There are 5 strong contender for best Bayesian Statistics book

TLDR

  • Statistical Rethinking, henceforth SR[1]
    • Up to speed fast, no integrals, very intuitive approach.
  • Doing Bayesian Data Analysis, henceforth The Dog Book[2]
    • This is the easiest book. If your goal is only to create simple models and you aren't interested in understanding the details, then this is the book for you.
  • A Student’s Guide to Bayesian Statistics, henceforth Student's Guide[3]
    • This book has the opposite focus of the Dog book. Here the author slowly goes through the philosophy of Bayes with an intuitive mathematical approach.
  • Regression and Other Stories, henceforth ROS[4]
    • Good you want a slower and thorough approach where you also learn the Frequentest perspective.
  • Bayesian Data Analysis, henceforth BDA[5]
    • The most advanced text, very math heavy, best as a second book after reading one or two of the others, unless you are already a statistician.

Irregardless of which one you pick, watching the YouTube lectures for either SR or Student's Guide is very helpful

Short review of each Book

The Dog Book: Is the easiest book is thus if you do not strive for understanding but simply want to quickly get to a skill level where you need to develop a not to fancy model then this is a great book, It is also a good reference book as each chapter is based on a specific link and function and regression variable type, thus, if you want to do an Bayesian ANOVA you simply look for chapters named something like "categorical predictor with metric outcome".

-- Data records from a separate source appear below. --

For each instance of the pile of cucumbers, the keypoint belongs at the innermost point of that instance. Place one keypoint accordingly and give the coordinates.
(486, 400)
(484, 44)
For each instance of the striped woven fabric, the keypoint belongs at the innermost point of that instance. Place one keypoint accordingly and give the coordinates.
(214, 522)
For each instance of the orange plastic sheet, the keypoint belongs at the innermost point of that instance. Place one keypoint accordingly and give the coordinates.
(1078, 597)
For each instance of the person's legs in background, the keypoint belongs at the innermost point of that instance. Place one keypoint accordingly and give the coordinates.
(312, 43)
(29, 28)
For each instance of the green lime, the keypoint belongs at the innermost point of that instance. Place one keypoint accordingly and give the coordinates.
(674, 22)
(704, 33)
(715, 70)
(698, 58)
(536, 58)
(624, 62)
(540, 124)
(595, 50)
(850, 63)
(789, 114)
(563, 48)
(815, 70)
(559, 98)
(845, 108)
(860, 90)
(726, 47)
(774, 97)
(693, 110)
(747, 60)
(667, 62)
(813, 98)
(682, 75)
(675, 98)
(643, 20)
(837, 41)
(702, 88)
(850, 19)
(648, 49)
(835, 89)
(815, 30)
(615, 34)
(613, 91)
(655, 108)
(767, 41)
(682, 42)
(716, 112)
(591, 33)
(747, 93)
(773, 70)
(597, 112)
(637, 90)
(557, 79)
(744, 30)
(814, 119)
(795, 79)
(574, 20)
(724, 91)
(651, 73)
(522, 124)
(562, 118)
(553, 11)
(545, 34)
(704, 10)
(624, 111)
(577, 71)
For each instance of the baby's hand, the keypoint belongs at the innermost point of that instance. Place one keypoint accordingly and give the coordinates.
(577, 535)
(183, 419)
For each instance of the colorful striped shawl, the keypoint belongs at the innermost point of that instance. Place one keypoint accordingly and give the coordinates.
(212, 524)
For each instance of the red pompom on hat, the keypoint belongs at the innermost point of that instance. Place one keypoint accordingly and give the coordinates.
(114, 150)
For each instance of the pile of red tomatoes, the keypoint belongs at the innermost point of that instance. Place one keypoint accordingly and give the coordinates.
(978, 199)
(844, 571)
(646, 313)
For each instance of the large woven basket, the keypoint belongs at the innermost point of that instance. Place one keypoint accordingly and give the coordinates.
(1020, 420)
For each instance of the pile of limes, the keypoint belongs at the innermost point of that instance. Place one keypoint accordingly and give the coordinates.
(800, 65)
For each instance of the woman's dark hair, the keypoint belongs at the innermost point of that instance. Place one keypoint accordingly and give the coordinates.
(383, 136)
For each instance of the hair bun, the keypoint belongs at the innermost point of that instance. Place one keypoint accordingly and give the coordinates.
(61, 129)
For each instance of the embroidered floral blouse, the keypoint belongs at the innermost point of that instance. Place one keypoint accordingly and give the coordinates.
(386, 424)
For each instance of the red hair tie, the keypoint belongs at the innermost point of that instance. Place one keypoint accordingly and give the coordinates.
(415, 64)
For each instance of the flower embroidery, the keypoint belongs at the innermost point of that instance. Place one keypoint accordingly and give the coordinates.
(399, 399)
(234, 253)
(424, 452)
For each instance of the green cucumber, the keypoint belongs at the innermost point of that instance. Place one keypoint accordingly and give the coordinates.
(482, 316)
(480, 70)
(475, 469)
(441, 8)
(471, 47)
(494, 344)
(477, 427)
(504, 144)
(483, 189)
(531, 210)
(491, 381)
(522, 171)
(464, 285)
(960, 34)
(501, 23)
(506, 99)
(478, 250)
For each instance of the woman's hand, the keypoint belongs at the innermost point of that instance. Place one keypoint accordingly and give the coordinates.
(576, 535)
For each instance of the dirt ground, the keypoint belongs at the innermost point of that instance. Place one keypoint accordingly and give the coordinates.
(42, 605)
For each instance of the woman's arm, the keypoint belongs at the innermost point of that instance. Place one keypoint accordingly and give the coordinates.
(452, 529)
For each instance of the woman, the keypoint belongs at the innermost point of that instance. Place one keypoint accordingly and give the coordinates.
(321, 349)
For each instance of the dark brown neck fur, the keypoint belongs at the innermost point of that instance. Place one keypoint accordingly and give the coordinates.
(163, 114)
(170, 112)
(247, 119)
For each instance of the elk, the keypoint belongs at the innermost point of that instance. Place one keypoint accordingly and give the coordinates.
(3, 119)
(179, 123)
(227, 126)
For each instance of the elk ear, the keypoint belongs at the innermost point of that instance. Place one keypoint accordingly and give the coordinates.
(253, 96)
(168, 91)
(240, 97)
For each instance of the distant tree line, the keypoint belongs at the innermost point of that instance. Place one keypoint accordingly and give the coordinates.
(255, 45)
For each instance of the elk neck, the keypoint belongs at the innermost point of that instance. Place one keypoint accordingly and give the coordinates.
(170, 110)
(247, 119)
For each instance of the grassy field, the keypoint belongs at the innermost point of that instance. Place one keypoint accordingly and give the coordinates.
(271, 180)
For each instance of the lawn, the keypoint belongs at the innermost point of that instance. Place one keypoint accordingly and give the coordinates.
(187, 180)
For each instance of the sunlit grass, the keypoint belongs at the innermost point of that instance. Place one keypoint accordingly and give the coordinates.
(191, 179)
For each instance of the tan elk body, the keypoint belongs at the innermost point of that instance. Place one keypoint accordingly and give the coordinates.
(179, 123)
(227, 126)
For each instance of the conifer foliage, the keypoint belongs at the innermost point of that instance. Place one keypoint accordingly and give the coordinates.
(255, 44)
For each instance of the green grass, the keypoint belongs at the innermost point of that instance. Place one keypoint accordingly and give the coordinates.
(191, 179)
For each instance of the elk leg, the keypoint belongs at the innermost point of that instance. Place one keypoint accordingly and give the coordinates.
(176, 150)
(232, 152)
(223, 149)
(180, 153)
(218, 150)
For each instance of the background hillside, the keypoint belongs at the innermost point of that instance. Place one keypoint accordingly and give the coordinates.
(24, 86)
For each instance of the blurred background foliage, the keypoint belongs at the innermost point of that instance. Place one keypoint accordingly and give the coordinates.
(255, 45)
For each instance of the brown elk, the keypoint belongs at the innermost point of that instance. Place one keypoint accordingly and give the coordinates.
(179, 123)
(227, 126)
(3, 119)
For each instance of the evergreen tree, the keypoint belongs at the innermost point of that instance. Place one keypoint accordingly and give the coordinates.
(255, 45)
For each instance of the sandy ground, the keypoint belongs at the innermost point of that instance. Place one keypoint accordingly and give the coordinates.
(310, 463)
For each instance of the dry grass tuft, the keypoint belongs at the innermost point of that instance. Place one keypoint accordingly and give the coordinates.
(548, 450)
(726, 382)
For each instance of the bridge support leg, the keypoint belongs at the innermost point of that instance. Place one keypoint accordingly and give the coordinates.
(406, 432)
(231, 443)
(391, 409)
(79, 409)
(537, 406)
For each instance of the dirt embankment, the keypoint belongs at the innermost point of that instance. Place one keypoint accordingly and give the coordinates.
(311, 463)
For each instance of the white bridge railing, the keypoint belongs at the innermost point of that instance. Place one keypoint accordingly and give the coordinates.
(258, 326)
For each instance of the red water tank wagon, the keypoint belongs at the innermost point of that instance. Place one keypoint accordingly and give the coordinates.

Student's Guide: This book has the opposite focus as the Dog book. Here the author slowly goes trough the philosophy of bayes with a mathematical intuitive approach. It looks like a very good reference book. A Bayesian professor has recommended it as one of the best introductions to STAN. Chapter 8 is also very good. It starts with a graph of the relationship between all likelihoods and then goes trough EACH and EVERY ONE with an intuitive example and some nice plots. I would recommend everyone to read the chapter and/or to use the chapter as a reference whenever you have a few 'candidate' likelihoods in your head. Reading Chapter 12 in SR will subsequently teach you to create mixtures of these likelihoods if you need further hacks such as zero inflation. Remember the YouTube series explain the math very well. So use them as a supplement!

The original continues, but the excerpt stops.